Thanksgiving Advice for BU Students: Stick Around, Have a Safe Friendsgiving

The University is urging students who do choose to go home for Thanksgiving to stay there after the holiday and finish their semester remotely. Photo by Adele Bertschy
Thanksgiving Advice for BU Students: Stick Around, Have a Safe Friendsgiving
Those who go home are asked to finish the semester remotely
For college students across the country, this year’s advice for a stress-free Thanksgiving comes down to two words: stick around. Like many colleges and universities, Boston University is urging students to forgo the holiday tradition of a large family gathering—for the sake of the health and safety of everyone on campus. On-campus housing will be open and Dining Services will be open for business.
Kenneth Elmore (Wheelock’87), associate provost and dean of students, says he plans to work with campus culinary director Christopher Bee to consider options that can help students plan Friendsgiving events. “We are looking for ways to encourage students to come together in their smaller spaces,” he says. “We want to help them have a bit of Friendsgiving in their own households.”
The University’s hope is to make Thanksgiving as warm and welcoming as possible while adhering to health and safety protocols, knowing how hard it will be for some students to miss out on the dining room table at home piled high with turkey, stuffing, and all of their favorite fixings.
“Travel puts people at risk,” says Judy Platt, director of Student Health Services. “And eating Thanksgiving dinner in the traditional way, with many people who are unmasked, puts everyone at additional risk.

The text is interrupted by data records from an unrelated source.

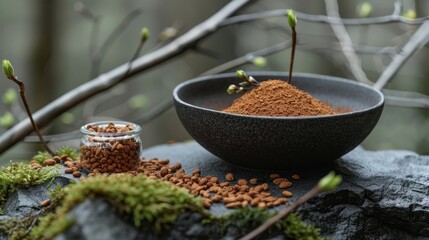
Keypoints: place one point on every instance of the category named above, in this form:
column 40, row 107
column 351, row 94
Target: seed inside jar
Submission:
column 110, row 149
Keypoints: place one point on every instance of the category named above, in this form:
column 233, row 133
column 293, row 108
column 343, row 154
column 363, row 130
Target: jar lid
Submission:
column 136, row 129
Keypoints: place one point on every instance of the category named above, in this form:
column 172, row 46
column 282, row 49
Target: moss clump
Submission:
column 41, row 156
column 18, row 175
column 247, row 219
column 142, row 199
column 68, row 151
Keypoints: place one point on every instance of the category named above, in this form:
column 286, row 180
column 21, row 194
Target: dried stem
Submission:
column 345, row 42
column 27, row 109
column 105, row 81
column 292, row 54
column 283, row 213
column 99, row 54
column 323, row 19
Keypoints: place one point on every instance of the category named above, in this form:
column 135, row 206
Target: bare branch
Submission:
column 345, row 42
column 416, row 41
column 105, row 81
column 98, row 55
column 248, row 58
column 324, row 19
column 406, row 99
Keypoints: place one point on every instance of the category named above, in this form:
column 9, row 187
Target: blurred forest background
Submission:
column 50, row 43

Those are the two big risks that we are trying to persuade people to avoid by staying on campus this Thanksgiving weekend.”
Platt says the University is asking students who do choose to go home to stay there after the holiday and finish their semester remotely, rather than return to campus before the end of the semester to finish in person. She says some colleges and universities are either ending their fall semester at Thanksgiving or moving all classes to remote learning from that point.
When students who travel to high-risk states return, she points out, they will have to abide by the Massachusetts travel orders, which require 14 days of quarantine or a negative COVID-19 test result that has been administered up to 72 hours prior to arriving in Massachusetts. Those students would also have to adhere to the University’s protocols for anyone traveling from out of state.
BU requires undergraduate students entering from high-risk states to take a series of three tests for COVID-19, over seven to eight days. Graduate students entering from high-risk states will need a series of two negative tests, also over seven to eight days, during the stay-in-place advisory. Because Thanksgiving is November 26, and classes resume Monday, November 30, with the last day of classes before final exams December 10, Platt says students returning from high-risk states will have very little time when they are not advised to stay-in-place. Students who do choose to leave the campus area, whether for a few days or the remainder of the semester, will need to appropriately adjust their Learn from Anywhere status depending on their unique circumstance.
“We know that everyone loves to spend Thanksgiving with their family,” Platt says. “But we—I mean all of us—have to make the health and safety of the BU community our first priority.”
Elmore says students who stay on campus will have the chance to celebrate Thanksgiving. He is currently working with his staff to plan campus events that will respect all University safety protocols for COVID-19.
“In addition to the studying that students will get done,” he says, “those who stay on campus will have an opportunity to take part in an event with traditional fare that is now in the planning stages. I also know that many students are planning to do a Friendsgiving, and we will try to facilitate those events as much as possible.”